The Moz/Smiths Top 100, Part 42: FIRST OF THE GANG TO DIE

How do you rate First Of The Gang To Die?


  • Total voters
    234
It is one of my least favorites. It's not a bad song. It is average.
I love Morrissey, but that does not mean I have to like every one of his songs. I can not connect with the song.
 
BigMouth Strikes Again, Everyday is like sunday, and Asleep so far have been 10's for me....... This one's really good and I can ralate to it but it doesn't come close, so........

**8**
 
It is a good tune but after many listens it gets a bit dull. Still one of the best live songs in the set though. I gave it a good solid 8. Long live Hector! Oh..... wait a minute............​
 
You have never been in love, Until you have seen the stars, reflect in the reservoirs
And you have never been in love, Until you have seen the dawn rise, behind the home for the blind

We are the pretty, petty thieves, And you're standing on our streets
Where Hector was the first of the gang with a gun in his hand
And the first to do time, the first of the gang to die, Oh my
Hector was the first of the gang with a gun in his hand
And the first to do time, the first of the gang to die, Oh my

You have never been in love, Until you've seen the sunlight thrown, Over smashed human bone

We are the pretty, petty thieves, And you're standing on our streets
Where Hector was the first of the gang with a gun in his hand
And the first to do time, the first of the gang to die, Such a silly boy
Hector was the first of the gang with a gun in his hand
And the bullet in his gullet and the first lost lad to go under the sod

And he stole from the rich and the poor and not very rich and the very poor
And he stole our hearts away
He stole our hearts away, He stole our hearts away
He stole our hearts away, He stole our hearts away
 
A good song but not a bona fida classic Moz track.

Gave it 8.

I've not been following this. Does everything get 10 except 'Golden Lights'?

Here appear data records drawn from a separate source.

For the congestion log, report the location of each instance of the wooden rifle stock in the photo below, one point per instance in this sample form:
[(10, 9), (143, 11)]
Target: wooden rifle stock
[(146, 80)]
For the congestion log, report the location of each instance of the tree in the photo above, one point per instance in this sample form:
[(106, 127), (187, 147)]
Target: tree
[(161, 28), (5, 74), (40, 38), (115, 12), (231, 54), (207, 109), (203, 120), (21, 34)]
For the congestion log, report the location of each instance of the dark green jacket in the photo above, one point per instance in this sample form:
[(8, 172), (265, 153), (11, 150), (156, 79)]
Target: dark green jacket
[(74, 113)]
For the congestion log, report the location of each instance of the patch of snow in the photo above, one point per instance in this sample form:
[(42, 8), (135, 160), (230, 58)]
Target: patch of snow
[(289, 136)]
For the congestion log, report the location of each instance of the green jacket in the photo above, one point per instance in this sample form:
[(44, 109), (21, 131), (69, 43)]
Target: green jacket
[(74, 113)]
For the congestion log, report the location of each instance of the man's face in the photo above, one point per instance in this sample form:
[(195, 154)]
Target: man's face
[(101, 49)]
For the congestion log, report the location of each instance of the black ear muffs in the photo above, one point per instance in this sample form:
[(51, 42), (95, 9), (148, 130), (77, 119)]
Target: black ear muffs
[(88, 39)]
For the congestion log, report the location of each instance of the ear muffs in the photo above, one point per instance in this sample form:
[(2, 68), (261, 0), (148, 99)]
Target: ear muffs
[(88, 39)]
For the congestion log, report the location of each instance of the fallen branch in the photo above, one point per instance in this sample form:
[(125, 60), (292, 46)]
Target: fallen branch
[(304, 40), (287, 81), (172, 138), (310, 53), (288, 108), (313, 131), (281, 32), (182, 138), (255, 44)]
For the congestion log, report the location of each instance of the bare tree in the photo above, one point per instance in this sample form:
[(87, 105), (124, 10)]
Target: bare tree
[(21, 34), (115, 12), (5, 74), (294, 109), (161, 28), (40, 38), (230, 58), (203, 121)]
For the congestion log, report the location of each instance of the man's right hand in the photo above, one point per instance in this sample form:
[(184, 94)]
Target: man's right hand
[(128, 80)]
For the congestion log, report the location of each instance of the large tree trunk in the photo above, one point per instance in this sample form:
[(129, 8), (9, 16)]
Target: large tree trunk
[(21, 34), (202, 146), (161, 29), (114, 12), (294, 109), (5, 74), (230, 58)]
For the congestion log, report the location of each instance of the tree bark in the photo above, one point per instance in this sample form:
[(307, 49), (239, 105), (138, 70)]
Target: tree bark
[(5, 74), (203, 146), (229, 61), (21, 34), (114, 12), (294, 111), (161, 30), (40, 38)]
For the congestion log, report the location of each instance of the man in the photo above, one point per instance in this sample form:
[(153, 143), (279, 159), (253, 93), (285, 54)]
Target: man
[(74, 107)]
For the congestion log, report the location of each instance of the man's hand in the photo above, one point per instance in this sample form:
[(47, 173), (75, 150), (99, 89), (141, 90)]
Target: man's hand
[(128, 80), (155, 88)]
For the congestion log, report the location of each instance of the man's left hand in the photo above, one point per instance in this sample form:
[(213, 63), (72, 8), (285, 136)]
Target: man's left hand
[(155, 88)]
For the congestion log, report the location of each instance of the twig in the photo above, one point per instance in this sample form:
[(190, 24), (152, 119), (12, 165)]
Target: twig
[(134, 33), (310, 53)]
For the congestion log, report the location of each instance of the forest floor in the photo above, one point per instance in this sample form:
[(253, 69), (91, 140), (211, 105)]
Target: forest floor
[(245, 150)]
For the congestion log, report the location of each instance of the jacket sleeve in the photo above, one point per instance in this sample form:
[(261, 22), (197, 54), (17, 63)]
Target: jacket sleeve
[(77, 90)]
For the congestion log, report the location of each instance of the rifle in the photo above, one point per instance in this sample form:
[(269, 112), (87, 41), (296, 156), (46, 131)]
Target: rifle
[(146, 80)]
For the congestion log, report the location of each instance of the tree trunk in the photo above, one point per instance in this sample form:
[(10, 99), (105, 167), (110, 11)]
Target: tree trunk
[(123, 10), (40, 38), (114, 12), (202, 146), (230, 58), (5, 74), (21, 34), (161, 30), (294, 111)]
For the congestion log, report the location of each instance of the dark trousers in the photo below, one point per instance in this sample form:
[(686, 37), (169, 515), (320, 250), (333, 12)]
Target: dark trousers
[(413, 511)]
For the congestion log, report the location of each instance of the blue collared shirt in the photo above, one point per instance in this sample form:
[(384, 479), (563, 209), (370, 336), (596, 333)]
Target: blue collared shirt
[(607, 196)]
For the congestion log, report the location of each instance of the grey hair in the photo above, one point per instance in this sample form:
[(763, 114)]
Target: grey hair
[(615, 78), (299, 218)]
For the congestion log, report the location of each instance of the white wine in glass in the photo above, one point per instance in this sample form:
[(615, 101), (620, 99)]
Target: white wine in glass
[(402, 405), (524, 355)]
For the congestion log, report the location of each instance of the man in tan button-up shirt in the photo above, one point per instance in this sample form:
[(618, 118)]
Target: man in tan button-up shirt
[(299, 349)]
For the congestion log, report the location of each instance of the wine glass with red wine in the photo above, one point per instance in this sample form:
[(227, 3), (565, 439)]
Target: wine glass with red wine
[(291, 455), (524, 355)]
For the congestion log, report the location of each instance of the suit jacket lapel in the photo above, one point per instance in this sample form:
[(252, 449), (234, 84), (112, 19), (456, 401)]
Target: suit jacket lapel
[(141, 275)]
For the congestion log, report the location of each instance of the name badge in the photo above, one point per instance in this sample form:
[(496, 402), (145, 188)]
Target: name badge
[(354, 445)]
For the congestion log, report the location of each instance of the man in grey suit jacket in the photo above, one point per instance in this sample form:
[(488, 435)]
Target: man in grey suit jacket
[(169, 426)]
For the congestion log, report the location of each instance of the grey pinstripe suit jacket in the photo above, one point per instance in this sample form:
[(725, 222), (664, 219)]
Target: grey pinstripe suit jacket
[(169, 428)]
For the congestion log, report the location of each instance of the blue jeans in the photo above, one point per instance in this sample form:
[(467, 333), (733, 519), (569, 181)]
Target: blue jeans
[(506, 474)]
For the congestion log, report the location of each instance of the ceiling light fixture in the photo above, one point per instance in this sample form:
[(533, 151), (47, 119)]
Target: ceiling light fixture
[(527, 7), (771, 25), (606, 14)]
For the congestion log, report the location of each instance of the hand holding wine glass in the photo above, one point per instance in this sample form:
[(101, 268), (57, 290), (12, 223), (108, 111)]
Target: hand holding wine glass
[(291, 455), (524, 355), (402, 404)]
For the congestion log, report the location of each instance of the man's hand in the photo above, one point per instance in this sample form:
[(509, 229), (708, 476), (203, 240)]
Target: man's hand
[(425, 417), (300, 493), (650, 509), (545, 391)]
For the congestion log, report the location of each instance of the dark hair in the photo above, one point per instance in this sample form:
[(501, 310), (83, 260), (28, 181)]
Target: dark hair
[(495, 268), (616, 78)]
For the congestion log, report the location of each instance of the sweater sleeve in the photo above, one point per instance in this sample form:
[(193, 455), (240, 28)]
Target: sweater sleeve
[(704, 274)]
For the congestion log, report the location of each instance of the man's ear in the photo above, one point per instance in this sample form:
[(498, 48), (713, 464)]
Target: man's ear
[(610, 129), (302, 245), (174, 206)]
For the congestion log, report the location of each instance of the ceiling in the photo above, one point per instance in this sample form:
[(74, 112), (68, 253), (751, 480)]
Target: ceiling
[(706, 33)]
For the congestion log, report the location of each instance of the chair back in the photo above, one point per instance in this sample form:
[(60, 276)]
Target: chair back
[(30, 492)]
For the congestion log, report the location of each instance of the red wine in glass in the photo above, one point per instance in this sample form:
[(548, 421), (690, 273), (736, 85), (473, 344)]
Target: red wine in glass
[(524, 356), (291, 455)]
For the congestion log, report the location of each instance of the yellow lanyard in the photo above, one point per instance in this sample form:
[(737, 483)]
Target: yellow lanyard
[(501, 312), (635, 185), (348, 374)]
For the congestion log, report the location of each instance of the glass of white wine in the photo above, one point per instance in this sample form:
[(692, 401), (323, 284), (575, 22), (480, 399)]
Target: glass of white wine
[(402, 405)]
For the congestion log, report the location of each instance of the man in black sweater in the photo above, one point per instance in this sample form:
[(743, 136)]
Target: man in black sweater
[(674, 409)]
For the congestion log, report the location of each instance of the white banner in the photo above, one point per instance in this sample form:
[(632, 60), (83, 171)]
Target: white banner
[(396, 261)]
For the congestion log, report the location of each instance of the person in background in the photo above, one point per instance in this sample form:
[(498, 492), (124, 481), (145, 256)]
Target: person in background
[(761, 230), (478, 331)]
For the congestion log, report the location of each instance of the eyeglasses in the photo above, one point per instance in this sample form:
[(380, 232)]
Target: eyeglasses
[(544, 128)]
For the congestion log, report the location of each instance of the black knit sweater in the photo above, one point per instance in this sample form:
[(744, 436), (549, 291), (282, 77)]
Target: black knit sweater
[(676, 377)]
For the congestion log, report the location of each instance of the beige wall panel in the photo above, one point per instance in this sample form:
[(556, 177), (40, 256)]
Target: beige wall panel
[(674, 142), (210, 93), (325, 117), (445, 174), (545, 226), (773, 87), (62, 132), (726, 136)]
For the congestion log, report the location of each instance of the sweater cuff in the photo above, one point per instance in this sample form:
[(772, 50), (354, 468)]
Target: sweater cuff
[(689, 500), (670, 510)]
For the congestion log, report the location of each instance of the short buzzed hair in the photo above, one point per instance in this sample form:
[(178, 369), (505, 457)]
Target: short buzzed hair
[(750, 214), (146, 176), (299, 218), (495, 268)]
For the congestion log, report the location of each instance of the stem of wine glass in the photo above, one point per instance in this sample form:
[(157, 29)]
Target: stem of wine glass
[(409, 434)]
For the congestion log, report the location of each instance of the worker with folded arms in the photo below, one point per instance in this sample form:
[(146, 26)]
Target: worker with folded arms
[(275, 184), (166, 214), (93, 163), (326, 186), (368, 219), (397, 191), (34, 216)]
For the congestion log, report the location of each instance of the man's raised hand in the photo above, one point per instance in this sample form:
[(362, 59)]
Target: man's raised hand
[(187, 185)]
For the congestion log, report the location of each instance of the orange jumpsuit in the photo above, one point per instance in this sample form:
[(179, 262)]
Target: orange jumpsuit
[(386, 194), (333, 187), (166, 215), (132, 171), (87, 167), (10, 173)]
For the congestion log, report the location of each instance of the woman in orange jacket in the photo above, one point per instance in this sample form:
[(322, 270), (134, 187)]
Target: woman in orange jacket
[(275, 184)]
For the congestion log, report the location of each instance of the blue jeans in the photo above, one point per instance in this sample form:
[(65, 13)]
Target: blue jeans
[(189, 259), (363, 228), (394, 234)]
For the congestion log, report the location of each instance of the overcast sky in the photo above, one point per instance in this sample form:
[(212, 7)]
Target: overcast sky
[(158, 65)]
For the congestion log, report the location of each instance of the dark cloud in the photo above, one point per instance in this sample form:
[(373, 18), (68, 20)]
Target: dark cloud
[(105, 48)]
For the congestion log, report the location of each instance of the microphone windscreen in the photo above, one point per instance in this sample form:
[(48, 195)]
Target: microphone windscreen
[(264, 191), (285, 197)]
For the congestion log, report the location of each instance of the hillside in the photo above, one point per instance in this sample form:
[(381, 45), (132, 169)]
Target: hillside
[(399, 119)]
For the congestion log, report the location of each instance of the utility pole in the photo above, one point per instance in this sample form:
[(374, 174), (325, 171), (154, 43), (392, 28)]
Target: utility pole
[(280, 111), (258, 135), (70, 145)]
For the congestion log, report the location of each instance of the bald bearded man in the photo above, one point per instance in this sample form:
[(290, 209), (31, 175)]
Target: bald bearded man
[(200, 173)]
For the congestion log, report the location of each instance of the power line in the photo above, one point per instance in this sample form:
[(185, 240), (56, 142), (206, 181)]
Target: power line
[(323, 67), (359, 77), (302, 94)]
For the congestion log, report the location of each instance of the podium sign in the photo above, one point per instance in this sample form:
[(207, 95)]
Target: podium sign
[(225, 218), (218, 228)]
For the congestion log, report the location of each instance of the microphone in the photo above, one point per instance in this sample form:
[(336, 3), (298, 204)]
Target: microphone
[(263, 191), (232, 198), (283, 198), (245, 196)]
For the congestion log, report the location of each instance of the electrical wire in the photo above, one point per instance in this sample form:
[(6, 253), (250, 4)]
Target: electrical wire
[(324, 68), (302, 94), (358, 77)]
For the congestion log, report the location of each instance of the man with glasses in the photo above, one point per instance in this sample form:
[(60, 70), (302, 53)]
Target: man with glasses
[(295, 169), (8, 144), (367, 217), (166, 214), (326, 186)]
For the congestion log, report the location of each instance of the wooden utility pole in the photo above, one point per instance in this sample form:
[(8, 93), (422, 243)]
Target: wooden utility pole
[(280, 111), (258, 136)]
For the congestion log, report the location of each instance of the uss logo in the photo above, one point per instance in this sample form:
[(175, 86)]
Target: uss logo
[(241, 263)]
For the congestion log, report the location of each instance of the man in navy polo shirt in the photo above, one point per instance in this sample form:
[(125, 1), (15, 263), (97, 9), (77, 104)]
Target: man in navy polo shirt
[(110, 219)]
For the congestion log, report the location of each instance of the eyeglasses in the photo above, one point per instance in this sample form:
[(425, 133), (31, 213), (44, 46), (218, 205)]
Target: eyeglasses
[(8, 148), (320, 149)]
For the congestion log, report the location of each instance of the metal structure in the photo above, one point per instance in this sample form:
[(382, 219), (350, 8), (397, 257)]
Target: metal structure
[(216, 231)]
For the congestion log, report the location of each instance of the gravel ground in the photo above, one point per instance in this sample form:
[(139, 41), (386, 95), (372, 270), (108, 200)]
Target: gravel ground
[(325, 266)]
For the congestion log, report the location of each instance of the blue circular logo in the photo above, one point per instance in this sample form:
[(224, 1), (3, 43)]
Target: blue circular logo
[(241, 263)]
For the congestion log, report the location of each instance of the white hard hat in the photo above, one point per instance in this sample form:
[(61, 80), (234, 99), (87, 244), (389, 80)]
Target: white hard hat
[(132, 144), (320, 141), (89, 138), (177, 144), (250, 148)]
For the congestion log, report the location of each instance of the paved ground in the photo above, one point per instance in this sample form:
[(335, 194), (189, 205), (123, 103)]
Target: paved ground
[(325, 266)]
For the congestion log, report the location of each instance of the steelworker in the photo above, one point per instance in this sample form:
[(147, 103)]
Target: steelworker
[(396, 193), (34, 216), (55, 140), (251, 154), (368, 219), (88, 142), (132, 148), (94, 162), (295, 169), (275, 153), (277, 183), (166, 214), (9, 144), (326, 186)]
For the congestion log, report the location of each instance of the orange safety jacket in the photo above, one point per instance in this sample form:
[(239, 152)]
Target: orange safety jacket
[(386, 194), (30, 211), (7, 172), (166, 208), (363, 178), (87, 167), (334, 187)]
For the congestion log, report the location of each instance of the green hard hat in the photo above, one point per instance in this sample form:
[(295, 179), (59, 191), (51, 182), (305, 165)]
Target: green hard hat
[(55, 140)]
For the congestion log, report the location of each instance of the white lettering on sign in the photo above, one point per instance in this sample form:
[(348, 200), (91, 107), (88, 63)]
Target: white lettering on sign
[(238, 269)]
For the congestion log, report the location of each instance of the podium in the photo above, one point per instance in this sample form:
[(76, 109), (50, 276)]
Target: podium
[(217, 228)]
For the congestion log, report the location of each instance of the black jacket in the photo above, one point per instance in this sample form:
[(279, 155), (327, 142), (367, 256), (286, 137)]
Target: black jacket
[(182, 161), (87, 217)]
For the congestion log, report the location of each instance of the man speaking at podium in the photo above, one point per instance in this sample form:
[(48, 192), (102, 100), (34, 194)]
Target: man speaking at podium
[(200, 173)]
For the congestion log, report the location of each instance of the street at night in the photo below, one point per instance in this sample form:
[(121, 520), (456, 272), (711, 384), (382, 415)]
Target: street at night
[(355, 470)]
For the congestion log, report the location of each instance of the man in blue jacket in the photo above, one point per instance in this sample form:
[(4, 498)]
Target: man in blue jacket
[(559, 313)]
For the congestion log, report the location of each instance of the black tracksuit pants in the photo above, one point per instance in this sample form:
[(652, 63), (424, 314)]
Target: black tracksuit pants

how much you wanna bet there'll be at least a handfull of people who'll give that song a 10 as well. :rolleyes: it'll be coming up soon...
 
Wow, I"m surprised to see there are people who didn't vote 10! :eek:

I didn't really care for this song back in 2002 when it was being played live and circulating via mp3.

I once asked what a lot of the lyrics to the verses even mean...

"You have never been in love,
Until you've seen the stars,
reflect in the resevoirs

And you have never been in love,
Until you've seen the dawn rise,
behind the home for the blind"

Uh... what?
 
I find songs like this rather silly. It's Morrissey in homoerotic fantasy-mode. Only in Morrissey's feverish imagination would there be a gang in Los Angeles called "The Pretty Petty Thieves" that is led by a guy named Hector. Still, the song is very catchy and it's better than most of the uninspiring You Are The Quarry. I give it a 7.
 
I didn't really care for this song back in 2002 when it was being played live and circulating via mp3.

I once asked what a lot of the lyrics to the verses even mean...

"You have never been in love,
Until you've seen the stars,
reflect in the resevoirs

And you have never been in love,
Until you've seen the dawn rise,
behind the home for the blind"

Uh... what?

I'm suprised you said this bored, because to me these are the lyrics which really make the song in the end. What do they mean? Firstly, they're each a clever set up: "You have never been in love, until you've seen the stars..." is in such typical usage in many many romantic songs, that we anticapte (or fear) a typical follow up. But than we get "reseviors". We're hurled into an urbane world. Same with the follow up, "Until you've seen the dawn rise..." followed by the wholly unromantic, unglamourous "home for the blind" ("see", in this case, takes on ironic connotations aswell).

What Morrissey is saying is that romance can be found in atypically unromantic places, and he implies this by romanticsing such places in these opening lines. Given that this song is about crime and gangsters, this use of romanticism is Morrissey admitting a certain romance intrinsic to the dangers of urbane life, whether in the slum districts of Los Angeles, or the council estates of Manchester.

Aside from that, I really like this song. It's great in my opinion, and I'm not really put of with the romanticising of crime factor to it at all, I think there is a great degree of truth to what he is singing, and he does in such quintessential Moz pop fashion. An 8.